Content-Transfer-Encoding: 7bit
Mime-Version: 1.0 (Apple Message framework v936)
Date: Wed, 24 Mar 2010 02:46:26 +0900
X-Mailer: Apple Mail (2.936)
Subject: [IPsec] HA/LS terminology
X-BeenThere: ipsec@ietf.org
X-Mailman-Version: 2.1.9
Precedence: list
List-Id: Discussion of IPsec protocols <ipsec.ietf.org>
List-Unsubscribe: <https://www.ietf.org/mailman/listinfo/ipsec>, <mailto:ipsec-request@ietf.org?subject=unsubscribe>
List-Archive: <http://www.ietf.org/mail-archive/web/ipsec>
List-Post: <mailto:ipsec@ietf.org>
List-Help: <mailto:ipsec-request@ietf.org?subject=help>
List-Subscribe: <https://www.ietf.org/mailman/listinfo/ipsec>, <mailto:ipsec-request@ietf.org?subject=subscribe>
X-List-Received-Date: Tue, 23 Mar 2010 17:58:53 -0000

I am *NOT* an expert on fault tolerance, but I have studied it a
little (long ago, if not so far away), and I worked on Network
Alchemy's fault tolerant implementation of an IPsec gateway (a decade
ago, and a little farther away).  So, some suggestions on the
terminology for the HA&LS draft.

Terminology:

"High Availability" refers to a gateway or cluster whose expected
downtime is low on e.g. an annual basis.  High availability may be
achieved using fault tolerant techniques such as hardware/software
clustering.  It may also be achieved by e.g. using extremely robust
components and having a very low reboot time.

"Fault Tolerant" refers to a gateway or cluster that will maintain
service availability even when a specified set of fault conditions
occurs, such as the loss of one or more cluster members to a hardware
or software fault.

Clusters whose purpose is improving availability may operate using a
"hot standby" model, in which one or more gateways is active and one
or more gateways is held in reserve and activated when the failure of
an active member is detected.  Clusters whose purpose is improving
scalability (of performance, number of active connections, etc.),
using a "load sharing" model, have more than one member active.

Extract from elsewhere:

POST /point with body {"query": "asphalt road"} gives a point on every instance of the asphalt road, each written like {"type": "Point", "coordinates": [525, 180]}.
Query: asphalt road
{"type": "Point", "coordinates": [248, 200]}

IPsec gateways must be prepared for their peers to lose state, e.g. as
a result of a reboot, resulting in each peer attempting to reconnect.
The latency of that reconnection, and the computational load of
reconnecting a large number of peers, means that a fast-rebooting
gateway alone is not sufficient to provide high availability service,
driving the need for fault tolerance in an IPsec gateway
implementation.

If a fault is never visible to peers, the cluster is said to be
"completely transparent".  If some peers must reconnect, or a change
of IP address is visible, the cluster is said to be "partially
transparent".  It is possible to create an implementation with lazy
synchronization or an otherwise incompletely redundant state,
resulting in e.g. a few percent of peers (or a few percent probability
of any given peer) being aware of the fault.

		--Rod